4. Record the Results:
   Note the bogo ops/s output. This represents the application's throughput under standard CFS scheduling. Read the full OpenShift CPU Pinning & Performance Benchmark Report document.

5. Benchmarking Phase B: OpenShift Hardware Tuning

We will now use the Node Tuning Operator to isolate the CPUs, apply the static CPU manager policy, and enforce NUMA alignment.
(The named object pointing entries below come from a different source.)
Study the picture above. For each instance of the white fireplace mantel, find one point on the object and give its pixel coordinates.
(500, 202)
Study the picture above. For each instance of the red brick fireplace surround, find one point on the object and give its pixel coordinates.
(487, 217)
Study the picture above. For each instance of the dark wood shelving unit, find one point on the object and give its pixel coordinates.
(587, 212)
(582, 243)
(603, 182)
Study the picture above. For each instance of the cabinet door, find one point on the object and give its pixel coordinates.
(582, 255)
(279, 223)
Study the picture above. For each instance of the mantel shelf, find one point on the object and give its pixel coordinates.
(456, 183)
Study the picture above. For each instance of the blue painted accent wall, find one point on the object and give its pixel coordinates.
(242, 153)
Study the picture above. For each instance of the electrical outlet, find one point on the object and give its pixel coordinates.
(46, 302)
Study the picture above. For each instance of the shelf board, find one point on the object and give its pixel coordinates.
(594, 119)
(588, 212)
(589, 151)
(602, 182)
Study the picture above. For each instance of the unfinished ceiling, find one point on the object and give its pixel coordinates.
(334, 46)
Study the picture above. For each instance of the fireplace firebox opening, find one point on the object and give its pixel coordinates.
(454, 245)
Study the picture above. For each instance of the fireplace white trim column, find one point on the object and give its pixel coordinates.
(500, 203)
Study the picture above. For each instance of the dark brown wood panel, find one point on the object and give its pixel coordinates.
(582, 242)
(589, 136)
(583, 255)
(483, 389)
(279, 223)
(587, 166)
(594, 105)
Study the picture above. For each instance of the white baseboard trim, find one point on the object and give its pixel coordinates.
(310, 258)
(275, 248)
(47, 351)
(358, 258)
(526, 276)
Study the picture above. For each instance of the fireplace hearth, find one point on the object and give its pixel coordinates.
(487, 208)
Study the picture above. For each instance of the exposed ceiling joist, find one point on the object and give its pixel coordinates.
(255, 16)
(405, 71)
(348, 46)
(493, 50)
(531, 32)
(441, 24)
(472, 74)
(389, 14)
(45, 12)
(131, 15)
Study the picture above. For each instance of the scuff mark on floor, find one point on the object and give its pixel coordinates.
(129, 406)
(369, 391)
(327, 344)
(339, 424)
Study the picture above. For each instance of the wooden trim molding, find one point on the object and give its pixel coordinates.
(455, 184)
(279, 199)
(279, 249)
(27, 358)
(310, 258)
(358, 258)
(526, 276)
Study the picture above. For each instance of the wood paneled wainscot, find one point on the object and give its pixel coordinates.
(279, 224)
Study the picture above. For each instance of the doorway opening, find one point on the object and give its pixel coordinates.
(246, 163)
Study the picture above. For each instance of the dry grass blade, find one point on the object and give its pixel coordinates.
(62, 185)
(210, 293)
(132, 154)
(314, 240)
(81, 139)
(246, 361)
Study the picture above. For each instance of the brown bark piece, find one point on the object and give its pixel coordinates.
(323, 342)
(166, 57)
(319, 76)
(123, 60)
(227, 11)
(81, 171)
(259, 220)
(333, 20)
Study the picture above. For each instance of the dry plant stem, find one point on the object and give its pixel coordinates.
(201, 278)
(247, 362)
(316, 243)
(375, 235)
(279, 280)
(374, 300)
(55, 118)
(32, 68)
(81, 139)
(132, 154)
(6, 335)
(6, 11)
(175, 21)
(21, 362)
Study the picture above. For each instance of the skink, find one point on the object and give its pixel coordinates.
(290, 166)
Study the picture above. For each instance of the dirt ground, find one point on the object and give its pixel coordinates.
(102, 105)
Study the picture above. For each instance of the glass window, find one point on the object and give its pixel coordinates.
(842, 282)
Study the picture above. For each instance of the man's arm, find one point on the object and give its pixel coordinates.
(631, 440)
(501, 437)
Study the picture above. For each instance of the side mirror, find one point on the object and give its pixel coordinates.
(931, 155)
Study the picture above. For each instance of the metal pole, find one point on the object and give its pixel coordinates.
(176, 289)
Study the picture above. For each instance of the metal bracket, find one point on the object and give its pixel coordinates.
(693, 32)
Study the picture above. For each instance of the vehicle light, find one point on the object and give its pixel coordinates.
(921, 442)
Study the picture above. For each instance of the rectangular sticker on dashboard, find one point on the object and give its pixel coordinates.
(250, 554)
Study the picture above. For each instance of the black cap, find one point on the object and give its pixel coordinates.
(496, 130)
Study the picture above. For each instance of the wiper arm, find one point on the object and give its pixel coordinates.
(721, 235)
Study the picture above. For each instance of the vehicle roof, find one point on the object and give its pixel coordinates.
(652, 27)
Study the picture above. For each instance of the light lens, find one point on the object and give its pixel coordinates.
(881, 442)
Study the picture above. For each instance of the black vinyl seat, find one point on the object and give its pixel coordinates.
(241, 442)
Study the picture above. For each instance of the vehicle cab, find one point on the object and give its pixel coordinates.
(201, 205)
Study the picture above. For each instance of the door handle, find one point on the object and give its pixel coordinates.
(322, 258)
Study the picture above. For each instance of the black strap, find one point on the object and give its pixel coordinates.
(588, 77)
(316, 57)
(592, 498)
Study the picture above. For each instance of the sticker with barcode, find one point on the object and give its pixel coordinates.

Note: For detailed calculations, refer to the following resources:
- Allocating specific CPUs for nodes in a cluster
- Using CPU Manager and Topology Manager
- Scheduling NUMA-aware workloads
- Sample Performance Profile

---

1. Assign the HPC role to the dedicated nodes:

   oc label node -l hpc-dedicated=true node-role.kubernetes.io/hpc=""

2. Apply the Custom Machine Config Pool (MCP):

   oc apply -f hpc-mcp.yaml

3. Apply the Performance Profile & Kubelet Config: This reserves cores 0-3 for the OS/Master processes and isolates the remaining cores for the HPC workload.

   oc apply -f hpc-profile.yaml
   oc apply -f hpc-kubeletconfig.yaml

4. Wait for Reboots:
   The Machine Config Operator will drain and reboot the nodes. Wait until the hpc pool is fully updated:

   oc get mcp hpc -w

6. Benchmarking Phase C: Optimized Results

Once the nodes reboot, OpenShift will recognize the pod's Guaranteed QoS class (requests == limits = 6) and permanently pin the container to 6 isolated hardware cores.

1. Verify the Hardware Lock:
   Check the application logs to see the output from our C++ sysconf override probe:

   oc logs deployment/hpc-poc

   It should successfully report OpenShift/K8s 'static' policy (Exclusive Pinned Cores) and an affinity mask of exactly 6.

2. Execute the Final Benchmark:
   Exec into the pod again and run the exact same test:

   oc exec -it <pod-name> -- /bin/bash
   cd /tmp
   stress-ng --cpu 6 --cpu-method matrixprod --timeout 60s --metrics-brief

3. Compare Results:
   Compare the new bogo ops/s metric against the untuned baseline. The throughput will be significantly higher due to the elimination of CPU cache invalidation, context-switching, and CFS throttling. Refer to OpenShift CPU Pinning & Performance Benchmark Report document.